It was the talk of our household.
’Twas sayt that when Queen Puss learnt of it she ran so mad she went not to chapel that day.
I went to the wall of Essex House, but had no sight of His Harryship or any lady that might be Puss Fur-None.
Even so, Linkin and I were joyed that we’d known of their doings before the master and our mistress did. Or Queen Puss.
She spake of sending all who were privy to this mischief to the Tower.
Not just our Earl and his Puss, but any who knew of it!
“Well,” sayt I to Linkin, “I always wished to see the Tower.”
He sayt it would not come to that, but our Earl and his new Countess would surely be punished.
We heard the master say that the Daffers [Danvers] brothers were in the citie, and our Earl may have travelled home with them. Even though Sir Rabbit [Robert Cecil] was given a letter from our Earl saying he hoped Sir Harry Daffers would soon come back to France, so they might go into Italy together.
Linkin believed that letter were a trick. He sayt our Earl wrote it to make Sir Rabbit and all think he was still in Paris, not here.

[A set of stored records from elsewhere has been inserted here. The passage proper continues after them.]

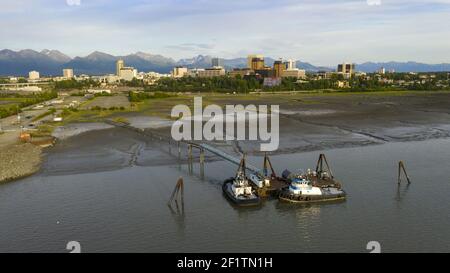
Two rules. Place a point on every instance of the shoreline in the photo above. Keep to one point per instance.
(19, 161)
(307, 123)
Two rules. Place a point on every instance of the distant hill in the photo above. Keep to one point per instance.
(403, 67)
(51, 63)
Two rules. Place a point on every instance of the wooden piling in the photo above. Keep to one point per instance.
(401, 167)
(179, 187)
(190, 152)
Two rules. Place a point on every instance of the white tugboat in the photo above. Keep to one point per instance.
(239, 190)
(301, 190)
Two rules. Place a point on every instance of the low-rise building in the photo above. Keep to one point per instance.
(241, 72)
(272, 82)
(33, 75)
(99, 91)
(68, 73)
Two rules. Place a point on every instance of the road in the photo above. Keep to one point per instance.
(10, 127)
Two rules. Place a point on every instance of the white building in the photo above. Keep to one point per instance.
(119, 65)
(68, 73)
(290, 64)
(294, 73)
(128, 73)
(211, 72)
(179, 72)
(99, 91)
(33, 75)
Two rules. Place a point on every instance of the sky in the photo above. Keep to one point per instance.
(322, 32)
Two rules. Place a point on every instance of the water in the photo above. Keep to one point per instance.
(125, 210)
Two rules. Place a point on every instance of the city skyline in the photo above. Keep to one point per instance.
(320, 32)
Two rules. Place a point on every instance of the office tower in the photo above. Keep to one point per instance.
(68, 73)
(279, 67)
(33, 75)
(217, 62)
(250, 60)
(119, 66)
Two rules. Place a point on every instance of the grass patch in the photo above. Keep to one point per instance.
(43, 115)
(43, 131)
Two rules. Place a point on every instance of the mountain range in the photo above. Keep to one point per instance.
(51, 63)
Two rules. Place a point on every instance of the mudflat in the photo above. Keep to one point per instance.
(308, 122)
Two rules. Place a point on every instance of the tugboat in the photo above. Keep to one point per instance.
(267, 185)
(301, 190)
(238, 189)
(322, 177)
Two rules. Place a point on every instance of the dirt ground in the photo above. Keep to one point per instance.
(108, 102)
(307, 123)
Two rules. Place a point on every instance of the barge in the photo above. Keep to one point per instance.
(238, 189)
(301, 190)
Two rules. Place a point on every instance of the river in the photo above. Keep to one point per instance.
(125, 209)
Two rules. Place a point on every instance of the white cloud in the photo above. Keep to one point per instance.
(73, 2)
(374, 2)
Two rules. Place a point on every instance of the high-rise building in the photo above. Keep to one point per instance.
(128, 73)
(217, 62)
(279, 67)
(346, 68)
(33, 75)
(381, 71)
(179, 72)
(257, 63)
(211, 72)
(250, 59)
(119, 65)
(68, 73)
(289, 64)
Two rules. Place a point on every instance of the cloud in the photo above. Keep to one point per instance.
(374, 2)
(73, 2)
(320, 31)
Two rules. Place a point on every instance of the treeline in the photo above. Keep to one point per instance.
(74, 84)
(216, 84)
(141, 96)
(27, 101)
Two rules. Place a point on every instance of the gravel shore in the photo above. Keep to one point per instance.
(19, 160)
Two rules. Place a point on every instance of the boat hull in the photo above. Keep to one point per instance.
(254, 200)
(287, 196)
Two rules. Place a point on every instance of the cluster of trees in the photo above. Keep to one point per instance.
(246, 84)
(216, 84)
(113, 108)
(141, 96)
(74, 84)
(25, 100)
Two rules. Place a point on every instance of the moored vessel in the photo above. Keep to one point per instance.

Oh, his Harryship is suttle. But how he passed unremarked mazed us both, he being so long and having much hair.
Next, His Harryship, thinking no harm, returned to France and writ again to Sir Rabbit.
This time he arrkst him to tell Queen Puss that he was married. He hoped Sir Rabbit could do this in such a way as to cause her least offence.
Too late for that. Queen Puss was breathing fire.
She sayt he’d brought dishonour upon her Court, and shown hisself most contemptuous in his secret comings and goings. She commanded him home again.
Linkin and I agreed that ’twould be no wonder if she sprouted scales and wings, and flew to France to smoke him out herself.
The Earl of Southampton and Elizabeth Vernon were married mid to late August 1598. That coincided with the Danvers brothers return to England.
Elizabeth Vernon was 6 months pregnant. If the Earl’s plan was to slip unnoticed into England with the Danvers he may have intended to arrive a month or more earlier, but their departure was delayed because Sir Harry Danvers was ill.
It’s unlikely the Earl was delighted by the pregnancy. He’d seen no future for himself at Queen Elizabeth’s court and spoken of serving Henri IV, probably in a military capacity. However, Henri’s recent peace with Spain would have left him at a loose end, career-wise.
I think Elizabeth Vernon has had a grudging press. One of the Earl’s biographers, A.L. Rowse, believes that he was “homosexual” and married her at the insistence of her cousin, the Earl of Essex. Another, G.P.V. Akrigg, suggests that he vacillated, balancing his feelings for “the girl” (as Akrigg calls the 25 year old bride-to-be) and his friendship with Essex against his need for a wife with the wealth any earl could reasonably expect and which he certainly needed.
Both biographers leave the impression that the Earl married Elizabeth Vernon only because she was pregnant.
However, she may have been pregnant because they intended to marry – though probably not until after the Earl, who had Queen Elizabeth’s permission to spend two years overseas, had completed his travels and/or found a niche for himself at a foreign court.
Perhaps the best comment on their marriage is this unconventional portrait of Elizabeth Vernon. Is it her wedding portrait?
She’s getting dressed. Her hair is long and loose, in the style of a virgin bride. Written on her comb is “Menez moi doucement,” which translates, somewhat inadequately, as “Manage (or Lead) me gently.”
The proportions of her body are odd, so it’s probably accidental that she looks pregnant – even though the position and curve of her left hand draw attention to her stomach.
The little dog on the cushion by her feet may be a pet, but also symbolises fidelity.
The fur-trimmed red robe lying beside her is that of a countess, to be worn on state occasions. Her ruff, with a jewelled front for her bodice, is pinned to the curtain behind her. On the table is a fine display of jewellery, and a pin-cushion with all the pins required to hold a grand Elizabethan lady’s formal attire together.
The portrait, though carefully posed, is unusually intimate for its time. The Earl must have liked it, otherwise it wouldn’t have survived.